Fig 1a from the article. The figure demonstrates how the CoSRI is targeted to the conserved section of the repressor gene and the section of the CoSRI interfering with the binding of the corepressor to the repressor.

So the researchers targeted these conserved sequences as being the sites to direct their newly constructed proteins, thereby building in some specificity to which repressors are targeted. Conjugated to this new protein is a repression-motif interacting region, a section of protein which interacts with the DNA binding section of the transcription factor, stopping the corepressors from interacting with the DNA binding domain of the transcript factor.

Testing the Constructs

Genes for the CoSRI proteins designed specific to the MYB80 and WUS transcription factors were transformed into Arabidopsis thaliana separately.

When the MYB80-specific CoSRI was introduced, the same silique abortion and male sterility were observed. Sterile lines analysed showed that the transcript levels of the CoSRI were at the same levels of greater than the levels of the endogenous transcription factors. Further, transcripts of the genes targeted by the endogenous genes were reduced in sterile lines.
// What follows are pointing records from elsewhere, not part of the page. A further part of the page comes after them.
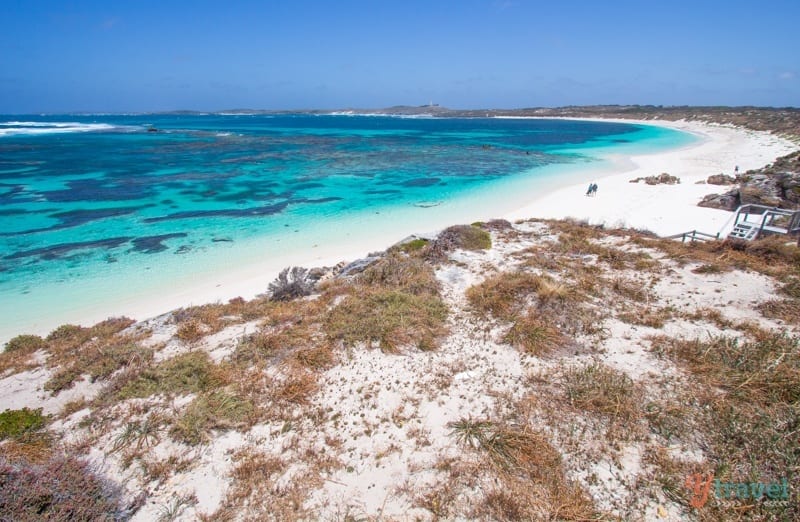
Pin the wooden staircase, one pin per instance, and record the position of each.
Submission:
(750, 222)
(744, 231)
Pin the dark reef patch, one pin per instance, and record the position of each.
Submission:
(74, 218)
(93, 190)
(421, 182)
(319, 200)
(154, 244)
(385, 191)
(244, 212)
(60, 250)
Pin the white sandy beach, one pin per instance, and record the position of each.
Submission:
(663, 209)
(387, 418)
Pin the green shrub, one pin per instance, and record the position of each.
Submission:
(215, 410)
(25, 344)
(99, 362)
(14, 424)
(388, 317)
(62, 489)
(192, 372)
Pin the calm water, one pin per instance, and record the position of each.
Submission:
(90, 204)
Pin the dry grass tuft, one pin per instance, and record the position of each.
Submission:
(787, 310)
(535, 336)
(99, 361)
(18, 353)
(631, 289)
(389, 318)
(762, 371)
(530, 481)
(193, 372)
(504, 294)
(63, 488)
(297, 388)
(215, 410)
(599, 389)
(647, 316)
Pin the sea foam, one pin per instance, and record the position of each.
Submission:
(10, 128)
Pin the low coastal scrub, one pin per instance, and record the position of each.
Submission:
(63, 488)
(192, 372)
(214, 410)
(598, 389)
(747, 408)
(388, 318)
(503, 295)
(25, 344)
(765, 370)
(533, 335)
(15, 424)
(99, 362)
(527, 478)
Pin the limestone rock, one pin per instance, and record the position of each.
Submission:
(728, 201)
(721, 179)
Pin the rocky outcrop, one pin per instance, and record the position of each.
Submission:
(721, 179)
(661, 179)
(776, 185)
(728, 201)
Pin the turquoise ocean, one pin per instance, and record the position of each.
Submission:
(97, 211)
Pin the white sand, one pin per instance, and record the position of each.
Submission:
(665, 209)
(662, 209)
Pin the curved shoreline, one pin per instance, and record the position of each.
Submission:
(661, 209)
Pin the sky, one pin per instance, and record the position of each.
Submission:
(135, 56)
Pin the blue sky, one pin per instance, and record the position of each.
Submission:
(62, 55)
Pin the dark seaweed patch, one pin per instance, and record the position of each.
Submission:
(387, 191)
(154, 244)
(74, 218)
(303, 186)
(60, 250)
(421, 182)
(92, 190)
(244, 212)
(319, 200)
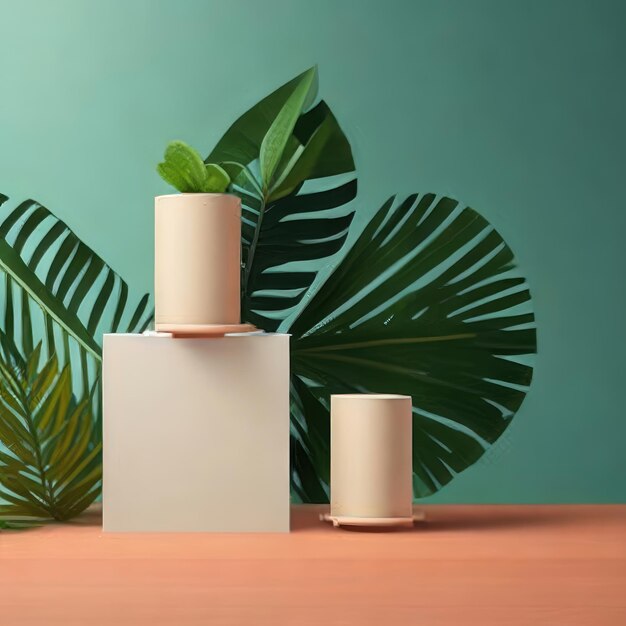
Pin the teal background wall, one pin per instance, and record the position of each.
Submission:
(515, 108)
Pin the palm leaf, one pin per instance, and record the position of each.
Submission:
(50, 273)
(427, 303)
(296, 204)
(50, 454)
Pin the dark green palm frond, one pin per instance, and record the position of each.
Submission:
(293, 222)
(51, 273)
(50, 454)
(428, 303)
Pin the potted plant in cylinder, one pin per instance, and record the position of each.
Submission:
(197, 248)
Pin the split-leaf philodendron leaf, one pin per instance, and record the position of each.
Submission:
(426, 300)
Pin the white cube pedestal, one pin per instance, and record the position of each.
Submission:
(196, 433)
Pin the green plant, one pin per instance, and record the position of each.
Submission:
(58, 297)
(184, 169)
(425, 301)
(50, 461)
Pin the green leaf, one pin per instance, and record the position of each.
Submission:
(241, 143)
(320, 150)
(280, 131)
(427, 302)
(65, 283)
(183, 168)
(45, 473)
(217, 179)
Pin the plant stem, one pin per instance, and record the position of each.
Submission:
(253, 244)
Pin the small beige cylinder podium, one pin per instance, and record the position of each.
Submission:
(198, 264)
(371, 468)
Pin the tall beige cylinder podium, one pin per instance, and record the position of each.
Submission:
(198, 264)
(371, 467)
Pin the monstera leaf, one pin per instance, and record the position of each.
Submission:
(50, 454)
(294, 170)
(426, 303)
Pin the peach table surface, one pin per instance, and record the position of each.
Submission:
(504, 565)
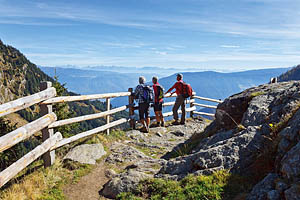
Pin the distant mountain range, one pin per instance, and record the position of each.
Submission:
(207, 84)
(291, 75)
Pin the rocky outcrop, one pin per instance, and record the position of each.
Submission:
(86, 153)
(255, 132)
(138, 165)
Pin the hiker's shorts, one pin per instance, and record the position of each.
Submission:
(157, 107)
(144, 110)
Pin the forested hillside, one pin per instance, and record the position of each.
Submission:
(19, 77)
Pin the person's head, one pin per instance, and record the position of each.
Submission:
(179, 77)
(154, 79)
(142, 80)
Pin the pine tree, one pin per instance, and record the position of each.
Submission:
(62, 111)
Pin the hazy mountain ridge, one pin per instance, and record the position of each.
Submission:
(208, 84)
(19, 77)
(291, 75)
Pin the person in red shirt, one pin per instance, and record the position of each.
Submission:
(158, 101)
(179, 100)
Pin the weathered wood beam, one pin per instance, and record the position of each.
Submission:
(173, 102)
(203, 113)
(86, 117)
(85, 97)
(107, 117)
(23, 162)
(208, 99)
(88, 133)
(24, 132)
(26, 102)
(174, 95)
(205, 106)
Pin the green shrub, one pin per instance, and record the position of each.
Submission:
(219, 185)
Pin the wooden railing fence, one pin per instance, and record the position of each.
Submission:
(50, 140)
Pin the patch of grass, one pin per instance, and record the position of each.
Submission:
(44, 183)
(220, 185)
(149, 151)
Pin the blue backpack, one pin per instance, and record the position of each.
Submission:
(147, 94)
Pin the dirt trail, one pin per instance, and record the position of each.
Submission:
(142, 149)
(88, 186)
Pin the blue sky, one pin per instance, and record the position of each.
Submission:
(223, 35)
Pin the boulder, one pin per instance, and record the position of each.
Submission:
(265, 188)
(86, 153)
(293, 193)
(121, 153)
(125, 182)
(291, 164)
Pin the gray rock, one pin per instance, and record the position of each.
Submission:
(178, 133)
(125, 182)
(293, 193)
(224, 150)
(261, 190)
(121, 153)
(110, 173)
(160, 130)
(86, 153)
(257, 111)
(291, 164)
(281, 186)
(159, 134)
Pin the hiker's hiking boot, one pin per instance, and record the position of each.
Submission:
(154, 125)
(144, 130)
(175, 123)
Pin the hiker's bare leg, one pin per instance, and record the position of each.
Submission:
(157, 116)
(143, 122)
(161, 117)
(148, 121)
(183, 112)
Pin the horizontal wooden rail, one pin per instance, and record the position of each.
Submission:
(203, 113)
(173, 102)
(25, 102)
(186, 110)
(208, 99)
(24, 132)
(205, 106)
(86, 117)
(88, 133)
(23, 162)
(85, 97)
(174, 95)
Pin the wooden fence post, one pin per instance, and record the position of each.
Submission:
(131, 109)
(191, 105)
(107, 117)
(48, 157)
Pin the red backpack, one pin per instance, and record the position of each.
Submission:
(187, 90)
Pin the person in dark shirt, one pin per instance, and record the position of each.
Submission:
(179, 100)
(158, 101)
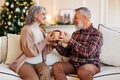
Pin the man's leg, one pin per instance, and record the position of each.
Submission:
(87, 71)
(27, 72)
(62, 68)
(43, 71)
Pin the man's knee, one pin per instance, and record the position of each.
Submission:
(31, 78)
(56, 66)
(87, 72)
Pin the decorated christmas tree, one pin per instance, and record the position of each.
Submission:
(13, 15)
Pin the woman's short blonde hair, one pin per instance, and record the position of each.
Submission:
(33, 10)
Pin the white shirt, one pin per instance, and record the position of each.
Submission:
(38, 36)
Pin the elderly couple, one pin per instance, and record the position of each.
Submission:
(83, 48)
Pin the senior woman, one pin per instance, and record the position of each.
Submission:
(34, 46)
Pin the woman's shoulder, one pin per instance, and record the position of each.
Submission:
(26, 28)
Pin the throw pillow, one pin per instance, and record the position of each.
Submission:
(110, 53)
(13, 46)
(4, 48)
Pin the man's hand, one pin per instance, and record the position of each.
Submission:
(65, 38)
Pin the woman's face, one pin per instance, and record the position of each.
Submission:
(41, 17)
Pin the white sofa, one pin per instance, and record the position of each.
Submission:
(110, 56)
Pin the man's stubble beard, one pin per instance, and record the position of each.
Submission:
(79, 26)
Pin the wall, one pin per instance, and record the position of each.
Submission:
(54, 6)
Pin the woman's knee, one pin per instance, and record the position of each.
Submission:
(56, 66)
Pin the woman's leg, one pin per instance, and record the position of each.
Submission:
(87, 71)
(43, 71)
(62, 68)
(27, 72)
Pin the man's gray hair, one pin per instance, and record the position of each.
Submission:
(84, 11)
(33, 10)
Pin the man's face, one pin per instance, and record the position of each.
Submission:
(78, 20)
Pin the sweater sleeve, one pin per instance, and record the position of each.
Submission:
(27, 43)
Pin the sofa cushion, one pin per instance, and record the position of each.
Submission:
(7, 74)
(110, 53)
(107, 73)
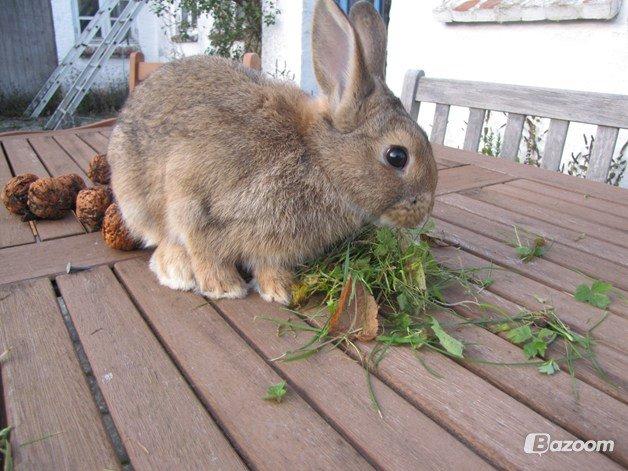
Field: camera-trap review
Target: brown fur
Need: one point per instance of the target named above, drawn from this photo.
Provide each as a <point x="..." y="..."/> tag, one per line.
<point x="226" y="166"/>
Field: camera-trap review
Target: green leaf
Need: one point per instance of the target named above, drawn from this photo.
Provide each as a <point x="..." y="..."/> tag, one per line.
<point x="520" y="334"/>
<point x="602" y="287"/>
<point x="453" y="346"/>
<point x="437" y="293"/>
<point x="486" y="282"/>
<point x="549" y="367"/>
<point x="547" y="335"/>
<point x="599" y="300"/>
<point x="534" y="348"/>
<point x="276" y="392"/>
<point x="583" y="293"/>
<point x="594" y="295"/>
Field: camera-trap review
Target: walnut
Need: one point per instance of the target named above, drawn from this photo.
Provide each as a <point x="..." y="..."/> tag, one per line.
<point x="115" y="233"/>
<point x="91" y="205"/>
<point x="50" y="198"/>
<point x="15" y="193"/>
<point x="99" y="170"/>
Similarly, CoSRI genes specifically targeting the WUS transcription factor was transformed into A. thaliana, again resulting in altered phenotypes, specifically defective shoot meristems resulting in poor growth and failure of silique elongation leading to loss of fertility.
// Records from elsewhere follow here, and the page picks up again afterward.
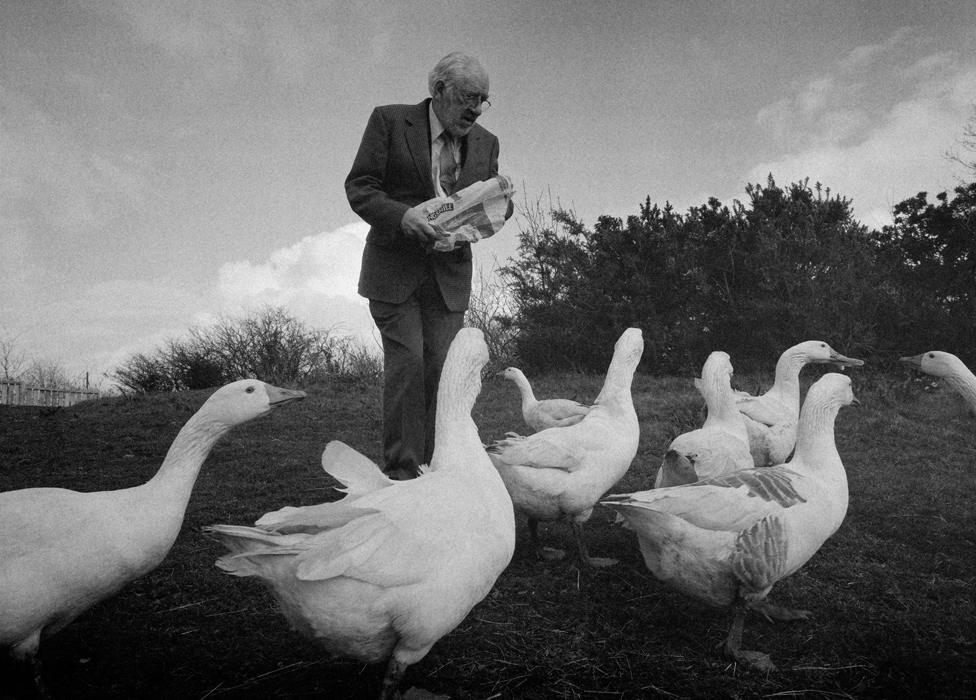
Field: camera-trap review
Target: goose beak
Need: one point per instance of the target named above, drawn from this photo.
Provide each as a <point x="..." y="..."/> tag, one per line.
<point x="279" y="397"/>
<point x="843" y="361"/>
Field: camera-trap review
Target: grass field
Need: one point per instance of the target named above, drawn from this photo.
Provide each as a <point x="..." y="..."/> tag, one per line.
<point x="892" y="592"/>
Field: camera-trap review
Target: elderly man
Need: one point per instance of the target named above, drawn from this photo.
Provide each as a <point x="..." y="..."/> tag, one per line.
<point x="417" y="297"/>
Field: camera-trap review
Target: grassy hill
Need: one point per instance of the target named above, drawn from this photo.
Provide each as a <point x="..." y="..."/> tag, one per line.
<point x="892" y="592"/>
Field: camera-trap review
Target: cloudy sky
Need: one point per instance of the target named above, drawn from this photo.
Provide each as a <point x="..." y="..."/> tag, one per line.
<point x="163" y="162"/>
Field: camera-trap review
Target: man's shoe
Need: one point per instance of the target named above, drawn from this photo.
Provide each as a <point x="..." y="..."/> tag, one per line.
<point x="401" y="474"/>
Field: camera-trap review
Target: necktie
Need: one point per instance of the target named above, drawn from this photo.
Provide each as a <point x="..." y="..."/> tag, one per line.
<point x="447" y="163"/>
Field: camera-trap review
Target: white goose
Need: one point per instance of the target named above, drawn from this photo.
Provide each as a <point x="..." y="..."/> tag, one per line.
<point x="721" y="445"/>
<point x="562" y="472"/>
<point x="63" y="551"/>
<point x="771" y="418"/>
<point x="726" y="541"/>
<point x="384" y="573"/>
<point x="547" y="413"/>
<point x="946" y="365"/>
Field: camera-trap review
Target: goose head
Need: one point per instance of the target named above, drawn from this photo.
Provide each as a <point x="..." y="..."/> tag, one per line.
<point x="935" y="362"/>
<point x="717" y="370"/>
<point x="512" y="374"/>
<point x="819" y="352"/>
<point x="246" y="399"/>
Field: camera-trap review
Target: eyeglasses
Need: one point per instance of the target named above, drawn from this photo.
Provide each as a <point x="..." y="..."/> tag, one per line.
<point x="473" y="100"/>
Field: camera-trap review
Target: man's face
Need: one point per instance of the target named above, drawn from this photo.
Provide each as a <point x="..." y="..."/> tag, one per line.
<point x="459" y="105"/>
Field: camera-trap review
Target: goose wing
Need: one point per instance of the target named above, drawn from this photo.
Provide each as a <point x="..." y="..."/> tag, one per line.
<point x="731" y="502"/>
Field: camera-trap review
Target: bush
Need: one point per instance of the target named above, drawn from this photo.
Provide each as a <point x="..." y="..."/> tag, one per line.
<point x="272" y="346"/>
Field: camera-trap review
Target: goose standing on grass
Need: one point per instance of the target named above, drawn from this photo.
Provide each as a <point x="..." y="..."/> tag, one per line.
<point x="721" y="445"/>
<point x="562" y="472"/>
<point x="946" y="365"/>
<point x="385" y="572"/>
<point x="62" y="551"/>
<point x="547" y="413"/>
<point x="726" y="541"/>
<point x="771" y="417"/>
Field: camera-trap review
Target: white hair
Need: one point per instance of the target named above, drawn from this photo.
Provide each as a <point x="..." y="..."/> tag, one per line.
<point x="452" y="68"/>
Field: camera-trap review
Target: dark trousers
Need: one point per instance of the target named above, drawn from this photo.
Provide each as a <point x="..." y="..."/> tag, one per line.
<point x="416" y="335"/>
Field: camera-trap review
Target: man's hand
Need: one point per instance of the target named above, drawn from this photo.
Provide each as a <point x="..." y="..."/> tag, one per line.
<point x="415" y="225"/>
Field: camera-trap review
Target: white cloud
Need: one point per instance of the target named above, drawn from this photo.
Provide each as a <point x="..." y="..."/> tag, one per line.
<point x="876" y="140"/>
<point x="315" y="280"/>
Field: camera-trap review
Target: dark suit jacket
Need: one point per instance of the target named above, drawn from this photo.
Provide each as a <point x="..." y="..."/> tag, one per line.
<point x="391" y="174"/>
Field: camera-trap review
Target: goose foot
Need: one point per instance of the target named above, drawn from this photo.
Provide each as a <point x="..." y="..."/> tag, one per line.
<point x="391" y="680"/>
<point x="755" y="660"/>
<point x="550" y="553"/>
<point x="771" y="611"/>
<point x="601" y="562"/>
<point x="421" y="694"/>
<point x="733" y="644"/>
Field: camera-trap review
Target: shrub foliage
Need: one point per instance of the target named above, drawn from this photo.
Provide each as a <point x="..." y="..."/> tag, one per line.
<point x="786" y="265"/>
<point x="270" y="345"/>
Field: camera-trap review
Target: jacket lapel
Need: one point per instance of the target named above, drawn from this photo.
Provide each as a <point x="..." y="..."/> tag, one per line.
<point x="473" y="150"/>
<point x="418" y="141"/>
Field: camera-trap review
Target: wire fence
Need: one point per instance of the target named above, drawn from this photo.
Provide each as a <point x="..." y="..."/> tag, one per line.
<point x="20" y="394"/>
In short, the researchers had developed a synthetic construct that competed with corepressors for the ability to bind to the repression-binding motif of the transcription factor and blocked the active repression of gene transcription normally mediated by the transcription factors.

Restarting the Repression

Being able to stop the repression of gene transcription is great, but what about reversing it? The example of such a use given in the paper is forcing male sterility in, say, a hybrid plant species, but then being able to reverse the sterility later.
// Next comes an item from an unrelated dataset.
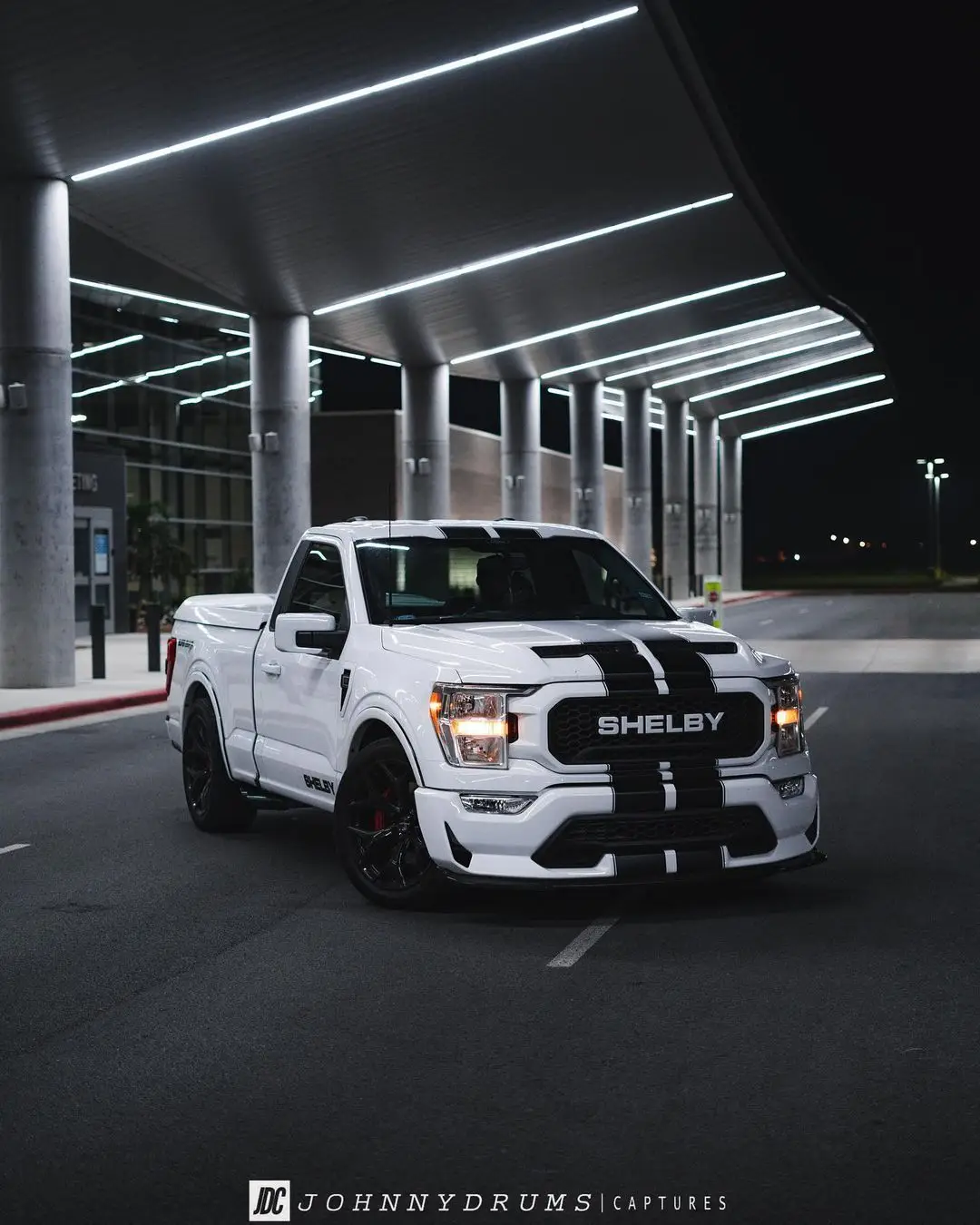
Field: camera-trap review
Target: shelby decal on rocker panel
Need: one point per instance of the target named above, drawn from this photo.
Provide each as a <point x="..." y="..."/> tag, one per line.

To achieve this, the researchers created what they termed a restorer construct which combined the first 188 amino acids at the N-terminus of the corepressor (the part required to repress transcription by the transcription factor) with a conserved region of the target transcript factor. The result is a protein that is directed to, in one example, the MYB80 transcription factor that carries with it the necessary part of the corepressor to repress the workings of the target transcription factor and restoring the wild-type phenotype.

cosri-fig-1b

Figure 1b from the article. The figure depicts the interaction of the CoSRI with the repressor to block corepressors from the repression binding site of the transcription factor, and the use of the restoring CoSRI to reverse the sterility caused by the first CoSRI.

The researchers tested whether the new construct interfered with the transcription levels of any other genes or the transcript levels of the MBY80 targets in wild-type A. thalianthat had not been previously transformed with a CoSRI, finding no interference.

In lines that had both the CoSRI and the restorer construct, sterility was reversed when the transcript levels of the restorer were similar to that of the CoSRI. Fertility was only partially restored or not restored at all when the restorer construct levels were significantly lower than their competition.

Conclusion

This new technique appears to provide an indirect and reversible method of altering the transcription of specific genes. Being able to stop and restart transcription factors for specific genes could be invaluable to plant (and other) research and the technique could find its way in the the toolbox of genetic engineering technology that is exploding at the moment.

The technology could also open up the possibility of being able to alter plant characteristics to suit seasonal requirements, particularly if we develop the ability to not just knockdown and re-initiate gene transcription but also to carefully calibrate gene transcript levels.